I spent most of Saturday and Sunday chasing this down and still not finding the root cause, and service was hobbling along poorly, but surviving. Then, Monday, something tripped. It turns out that we put ourselves in a death spiral! This negative feedback loop is what caused the massive outages on Monday.
It turns out, whenever we get an error from memcache, we log it. We do a couple million requests a second to our memcached instances, and so we were attempting to do millions of logs per second.
Logging in go uses the blocking write(2) syscall. This huge number of blocking syscalls coupled with our attempt to continue to serve millions of requests a second caused the go runtime to spawn many more OS threads (M's in go parlance). It was roughly 10x more Ms' than compared to the healthy baseline (150 vs 1500).
That larger batch of M's was in turn putting pressure on the garbage collector:
Those massive pauses in stop-the-world GC duration meant requests were stalling.
Couple that with the fact that we had some very aggressively tuned GOGC and GOMEMLIMIT environment variable values and memory limits meant that our data plane was actually OOM'ing every so often! That's why the service was working for like 30 minutes, then down for a while, then would come back for a bit, and repeat.
OOMs are obviously bad (we should have zero of them), but they're ordinarily not that big a deal. However, the fact that the memcached connection pools were already tool saturated meant that when the data plane was restarted, it couldn't create new memcached connections when it came up since those existing connections were stuck in TIME_WAIT, which resulted in even more port exhaustion issues. Death spiral!
The band-aid fix was insane but did the job. This is how we actually fixed the outage on Monday, before we found the true root cause:
memcachedClient.DialContext = func(ctx context.Context, network, address string) (net.Conn, error) {
ip := net.IPv4(127, byte(1+rand.IntN(254)), byte(rand.IntN(256)), byte(1+rand.IntN(254)))
d := net.Dialer{LocalAddr: &net.TCPAddr{IP: ip}}
return d.DialContext(ctx, network, address)
}That got us out of the death loop because it expands the client ip+port space. Crazy, but effective! We removed this once we fixed the true root.
Summary
In my recent talk, I mentioned that you should add extensive observability before you have an outage.
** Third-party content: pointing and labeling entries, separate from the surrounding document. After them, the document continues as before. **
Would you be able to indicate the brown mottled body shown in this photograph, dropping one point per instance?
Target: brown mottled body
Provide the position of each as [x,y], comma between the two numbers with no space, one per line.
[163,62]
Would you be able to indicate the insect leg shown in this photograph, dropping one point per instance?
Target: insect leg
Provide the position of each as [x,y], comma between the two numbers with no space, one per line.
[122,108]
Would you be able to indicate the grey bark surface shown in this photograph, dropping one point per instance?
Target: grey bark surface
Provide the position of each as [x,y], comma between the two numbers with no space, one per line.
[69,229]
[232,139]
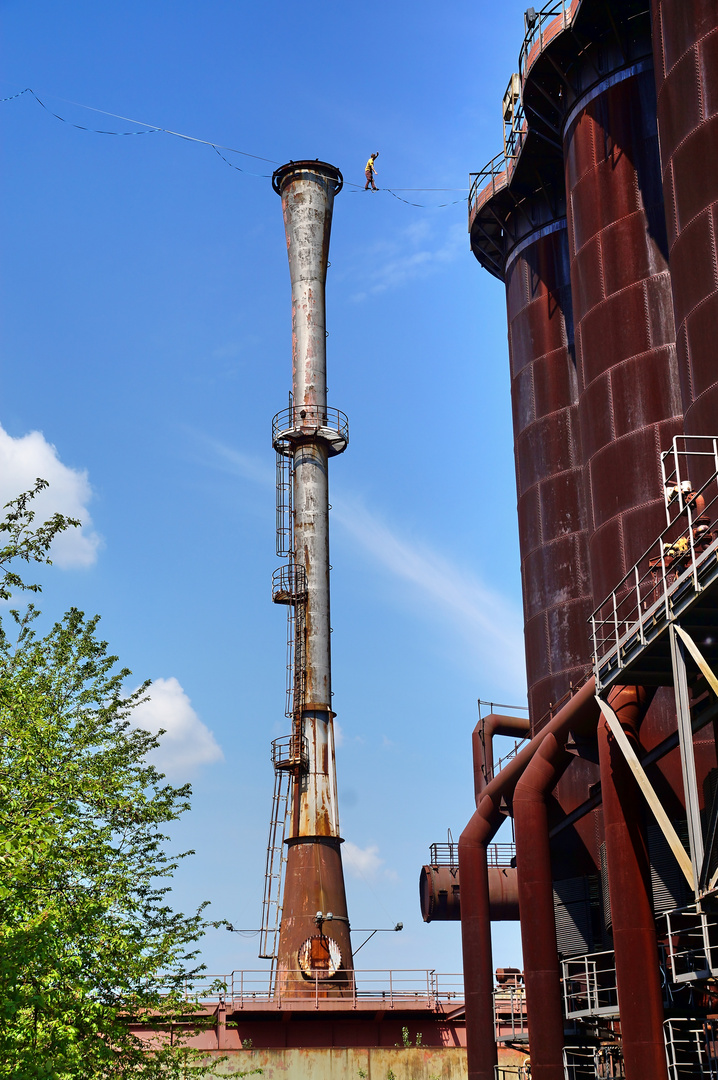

We do have a lot, but it's never enough! We need to add per-client o11y as well as get better metrics on when clients send small numbers of large requests.
It was all buried in there, but it was hard to know where to look when so much was falling over all at once. You need to have the mental discipline and high granularity in your metrics to be able to cut through the noise to find the real root cause. It's hard work!
Also, logging too much isn't great. Logging here and there is fine, but I'd prefer to do prometheus metrics or OTEL tracing since they're better designed for high-scale systems.
Finally, apologies again for the extensive interruption in service. The team and I take our operations extremely seriously, and this was a really bad day.
EDIT: Also, the status page said this was an issue with a 3rd party provider. It was clearly not, apologies for that miscommunication! At the time I posted that status page update, I was looking at some traceroutes that indicated some pretty substantial packet loss from a cloud provider to our data center, but those were not the root cause of the issue.